Validation is limited to deterministic policies; extension to stochastic policies (e.g., SAC-style soft Q-learning) remains unexplored.
The offline RL setting warrants investigation—the Q-value constraints imposed by control-point interpolation may naturally alleviate overestimation.

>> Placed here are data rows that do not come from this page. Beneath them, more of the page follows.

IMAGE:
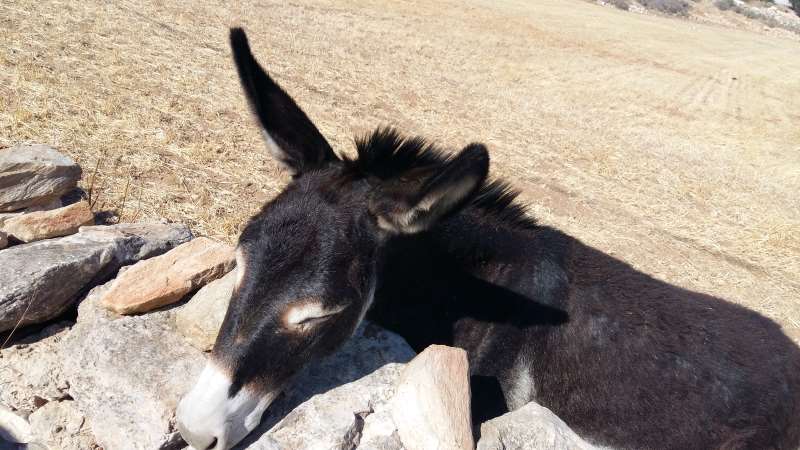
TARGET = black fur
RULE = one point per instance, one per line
(627, 360)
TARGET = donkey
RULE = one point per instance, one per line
(419, 241)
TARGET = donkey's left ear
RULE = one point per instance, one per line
(442, 193)
(291, 137)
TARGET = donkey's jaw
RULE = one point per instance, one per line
(209, 419)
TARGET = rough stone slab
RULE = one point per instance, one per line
(432, 404)
(39, 280)
(40, 225)
(127, 374)
(59, 425)
(34, 174)
(30, 370)
(199, 320)
(532, 427)
(329, 403)
(168, 278)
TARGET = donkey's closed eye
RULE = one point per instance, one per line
(309, 313)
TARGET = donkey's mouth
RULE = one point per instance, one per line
(209, 418)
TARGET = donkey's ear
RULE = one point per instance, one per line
(290, 135)
(419, 206)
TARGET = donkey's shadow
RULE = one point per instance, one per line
(368, 350)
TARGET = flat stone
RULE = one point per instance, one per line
(40, 225)
(40, 280)
(127, 374)
(53, 204)
(329, 404)
(34, 174)
(432, 404)
(168, 278)
(532, 427)
(199, 320)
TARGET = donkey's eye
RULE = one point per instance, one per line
(308, 314)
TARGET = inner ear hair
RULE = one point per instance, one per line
(441, 194)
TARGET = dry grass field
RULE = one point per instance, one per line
(670, 144)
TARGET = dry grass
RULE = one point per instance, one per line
(670, 144)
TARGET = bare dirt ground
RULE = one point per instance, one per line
(671, 144)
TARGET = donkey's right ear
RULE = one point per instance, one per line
(290, 135)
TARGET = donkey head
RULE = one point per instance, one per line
(308, 262)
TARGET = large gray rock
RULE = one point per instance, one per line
(432, 405)
(38, 281)
(34, 174)
(30, 370)
(330, 404)
(200, 318)
(127, 374)
(59, 425)
(532, 427)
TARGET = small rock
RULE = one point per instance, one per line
(53, 204)
(532, 427)
(380, 433)
(34, 174)
(40, 280)
(127, 374)
(13, 428)
(49, 224)
(200, 319)
(168, 278)
(432, 405)
(331, 402)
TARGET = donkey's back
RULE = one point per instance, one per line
(627, 360)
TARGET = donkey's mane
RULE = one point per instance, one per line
(387, 154)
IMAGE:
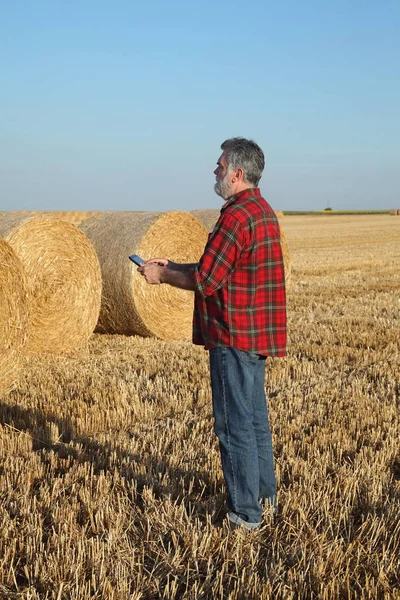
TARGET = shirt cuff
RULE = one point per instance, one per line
(200, 287)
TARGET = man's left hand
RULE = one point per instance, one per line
(152, 273)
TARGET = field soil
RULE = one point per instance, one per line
(110, 471)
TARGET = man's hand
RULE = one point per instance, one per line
(152, 272)
(163, 262)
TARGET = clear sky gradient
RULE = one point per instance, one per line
(123, 105)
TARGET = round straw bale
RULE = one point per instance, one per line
(130, 305)
(13, 316)
(209, 217)
(63, 279)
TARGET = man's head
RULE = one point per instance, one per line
(240, 167)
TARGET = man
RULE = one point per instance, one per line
(240, 317)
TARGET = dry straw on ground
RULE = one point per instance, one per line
(13, 316)
(63, 279)
(209, 217)
(129, 304)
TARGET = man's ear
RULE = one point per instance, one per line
(239, 174)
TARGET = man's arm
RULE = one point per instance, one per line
(175, 274)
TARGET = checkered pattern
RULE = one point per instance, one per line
(240, 298)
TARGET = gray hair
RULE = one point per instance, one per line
(246, 155)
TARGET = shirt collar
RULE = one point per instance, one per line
(241, 196)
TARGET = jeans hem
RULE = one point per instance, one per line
(234, 518)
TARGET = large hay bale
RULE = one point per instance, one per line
(13, 316)
(209, 217)
(130, 305)
(63, 281)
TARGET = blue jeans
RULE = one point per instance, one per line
(242, 427)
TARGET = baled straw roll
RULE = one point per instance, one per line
(13, 316)
(129, 304)
(63, 280)
(209, 217)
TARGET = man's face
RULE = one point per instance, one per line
(222, 185)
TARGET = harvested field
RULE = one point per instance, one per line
(111, 472)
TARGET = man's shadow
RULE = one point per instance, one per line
(50, 433)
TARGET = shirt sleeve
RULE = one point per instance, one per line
(220, 256)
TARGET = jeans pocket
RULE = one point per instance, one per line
(250, 357)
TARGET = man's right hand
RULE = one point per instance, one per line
(162, 262)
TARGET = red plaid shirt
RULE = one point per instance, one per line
(240, 298)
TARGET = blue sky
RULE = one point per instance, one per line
(124, 105)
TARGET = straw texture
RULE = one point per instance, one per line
(209, 217)
(13, 316)
(63, 280)
(130, 305)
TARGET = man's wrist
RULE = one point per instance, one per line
(162, 274)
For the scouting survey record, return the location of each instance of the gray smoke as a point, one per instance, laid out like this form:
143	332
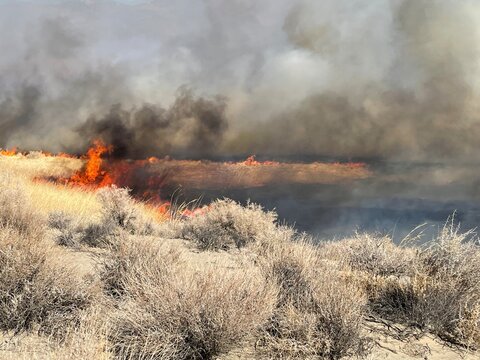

vs. TD3: TD3 is the leading deterministic actor-critic method, but its gradient-ascent actor finds only locally optimal actions. Q3C matches TD3 in standard environments and is significantly superior in constrained settings, at the cost of somewhat lower performance in high-dimensional environments such as Ant.
vs. NAF (Gu et al. 2016): NAF restricts the Q-function to a quadratic form in action, enabling analytic maximization but severely limiting expressiveness. Q3C preserves universal approximation capability via control-point interpolation.
vs. RBF-DQN (Asadi et al. 2021): RBF interpolation does not guarantee that the maximum is attained at a basis point and requires a large number of centers (~100). Q3C's control-point interpolation structurally guarantees the maximum at a control point and is more efficient.

Rating¶

Novelty: ⭐⭐⭐⭐ — Revives the abandoned wire-fitting direction; the key innovation lies in making it viable within modern deep RL.
Experimental Thoroughness: ⭐⭐⭐⭐⭐ — Standard and constrained environments, multiple baselines, comprehensive ablations, high-dimensional tests, and visualization analyses.
Writing Quality: ⭐⭐⭐⭐ — Clear logic; motivation and contributions are well articulated; theory and experiments are tightly integrated.
Value: ⭐⭐⭐⭐ — Offers clear advantages in constrained action-space scenarios and opens a new avenue for continuous Q-learning.